Review by Frank Plowright
Five seasons is a respectable run for any TV show, and yet Z Nation only generated the single graphic novel. The TV show picked up three years into the zombie infestation of Earth, but for Sea of Death the clock jumps back further, just a year into the apocalypse, when a team of National Guards believe hope remains on the agenda. Before the shit hit the fan a scientist generated an artificial food designed to end world hunger, and caches have been stockpiled for cases of emergency. It falls to Israel Johnson and his team to take a retrieval mission to Texas.
With series co-creator Craig Engler writing with Fred Van Lente, there’s both the series credibility and the comic writing experience, but with so much zombie entertainment out there in the 21st century they need to come up with something that really stands out. Much of the action is set on a cruise ship, a protected area that Johnson needs to infiltrate. He’s determined and single-minded, but still believes in a system of order in a world that no longer has any, while more and more tinpot dictators emerge in micro communities. Aboard the cruise ship zombies are kept for sport, target practice in staged, inventively sadistic events, and there’s no shortage of zombie creatures either, so it’s not as if any seasoned zombie fan won’t predict where Sea of Death is heading. It’s just a matter of whether or not the creators can meet expectations.

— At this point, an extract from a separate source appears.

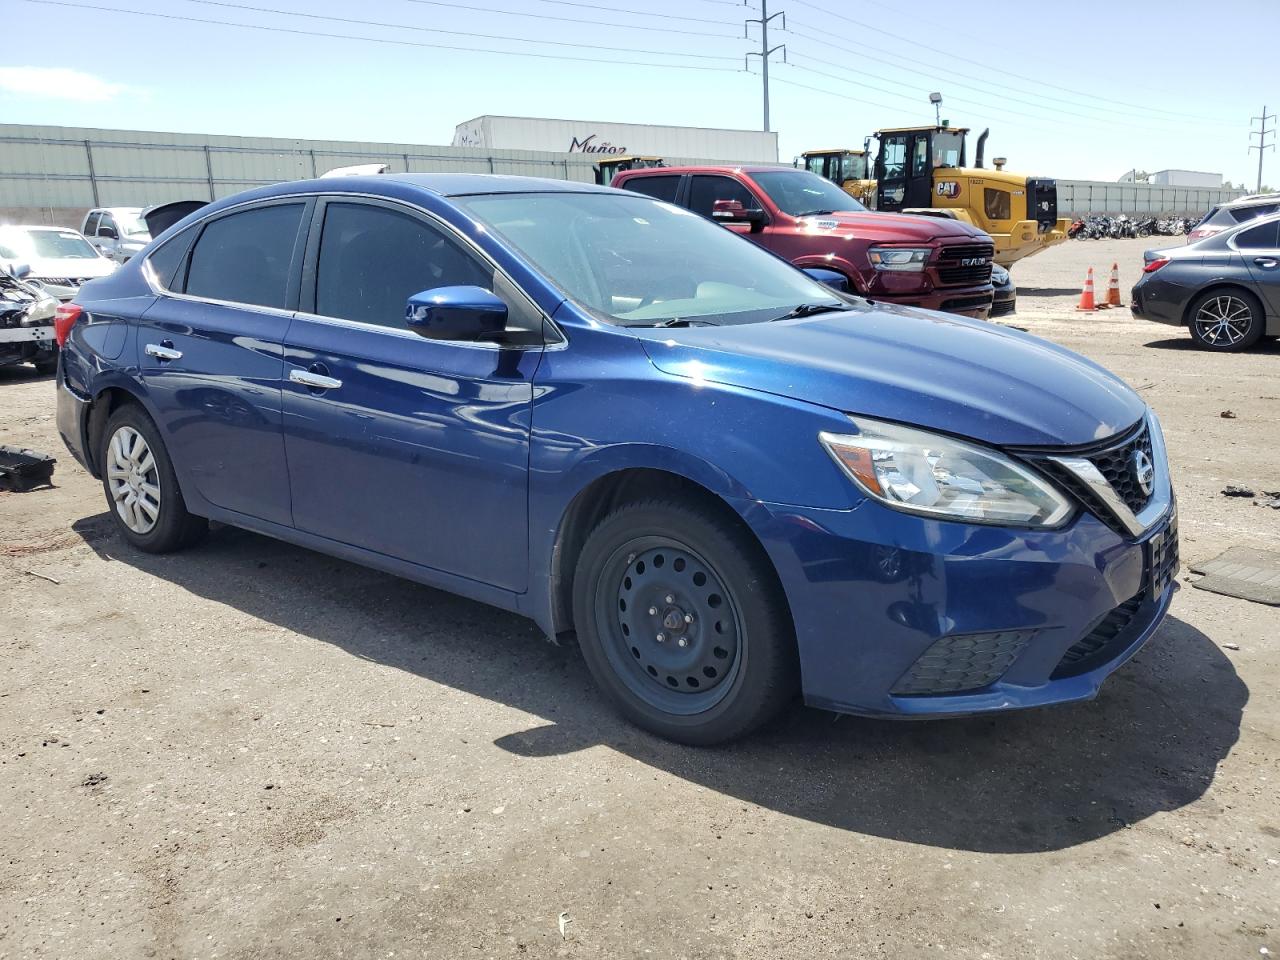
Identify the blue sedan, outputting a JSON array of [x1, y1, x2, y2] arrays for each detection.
[[54, 174, 1177, 744]]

Artist Edu Menna is a real find, someone willing to put the work in with both people and technology and impressive with both. The cast are the idealised attractive people of the action movie, but well drawn, and the effort put into some of the spreads is notable. The cruise liner is beautifully rendered, and so is the threat to it.
By midway through the fourth chapter all hell has broken loose, and the writers have surprised with their notion of what’s best placed to seriously damage a cruise ship. From that point it’s just a matter of which cast members are going to survive the horrific scenarios Engler and Van Lente contrive. Since none of them are seen in the TV show, it’s all up in the air. Johnson carries some heavy duty hand to hand combat weapons, and until the finale they’re underused, but otherwise Sea of Death should please Z Nation fans and anyone just wanting a good zombie read.